My husband doesn’t travel, but for years now, the lack of structure in his schedule has kept life from being balanced. During those years, I also did everything and shockingly *gasp* my family suffered.
As we adjust to this new routine, I’m learning to release unhealthy roles I’d adopted and the result is a more peaceful mama, enjoying her children. I’m finding that when my anger flares, it’s an indicator that I’ve picked up an unhealthy role again.
This post is timely as today is our first official day of summer and I needed to be reminded that my job description never was meant to contain ‘everything to everyone.’
I completely agree – I’m finding that when my anger flares, it’s an indicator that I’ve picked up an unhealthy role again. I had years of bubbling frustration/anger just waiting under the surface. Nice to let that go!
@Marcy- “I needed to be reminded that my job description never was meant to contain ‘everything to everyone.'” This is so true for almost all women, especially the wife/mother combo ones.
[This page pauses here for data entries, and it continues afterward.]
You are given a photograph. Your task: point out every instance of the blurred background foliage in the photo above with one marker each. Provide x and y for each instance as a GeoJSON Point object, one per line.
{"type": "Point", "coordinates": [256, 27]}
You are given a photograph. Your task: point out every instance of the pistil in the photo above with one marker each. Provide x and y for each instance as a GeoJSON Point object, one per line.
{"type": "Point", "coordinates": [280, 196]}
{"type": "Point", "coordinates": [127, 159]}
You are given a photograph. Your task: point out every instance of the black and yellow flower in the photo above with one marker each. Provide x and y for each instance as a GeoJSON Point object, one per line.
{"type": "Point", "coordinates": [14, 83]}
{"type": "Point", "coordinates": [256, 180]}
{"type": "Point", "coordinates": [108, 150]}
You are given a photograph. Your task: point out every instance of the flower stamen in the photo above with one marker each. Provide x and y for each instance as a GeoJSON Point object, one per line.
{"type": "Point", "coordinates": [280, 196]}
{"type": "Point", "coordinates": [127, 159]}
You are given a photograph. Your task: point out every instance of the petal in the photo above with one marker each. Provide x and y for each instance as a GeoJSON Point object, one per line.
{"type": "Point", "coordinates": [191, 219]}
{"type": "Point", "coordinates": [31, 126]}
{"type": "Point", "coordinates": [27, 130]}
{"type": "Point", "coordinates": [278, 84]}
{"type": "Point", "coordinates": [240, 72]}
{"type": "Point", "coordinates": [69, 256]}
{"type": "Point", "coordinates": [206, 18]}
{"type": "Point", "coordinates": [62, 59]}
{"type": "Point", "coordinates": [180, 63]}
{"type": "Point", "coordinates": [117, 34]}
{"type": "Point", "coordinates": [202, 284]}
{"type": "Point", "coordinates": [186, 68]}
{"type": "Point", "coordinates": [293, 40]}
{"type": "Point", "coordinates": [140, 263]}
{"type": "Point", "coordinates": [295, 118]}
Some of it seems to stem from how men and women will prioritize differently as to what is most important and then as to just when to act on that priority. “I thought “we” (she) decided “you” (him) were going to…,” How come you haven’t started that yet? Never mind. I’ll just do it myself! He may be guilty of not acting on the agreement but you added it to your own plate. Sometimes the “misunderstanding” lies in the art of the deal making. You THINK he agreed to something when he did not. “You know we really should do…”, says she. “yeah, we should,” says he. That WAS NOT his agreeing to do it. That was him agreeing something needed doing, but passive aggressively avoiding agreeing to what was perceived as a thinly-veiled demand that he do it and do it now. Now not only can you argue about IT needing doing, but whether or not he agreed to do it. Can you say “friction”?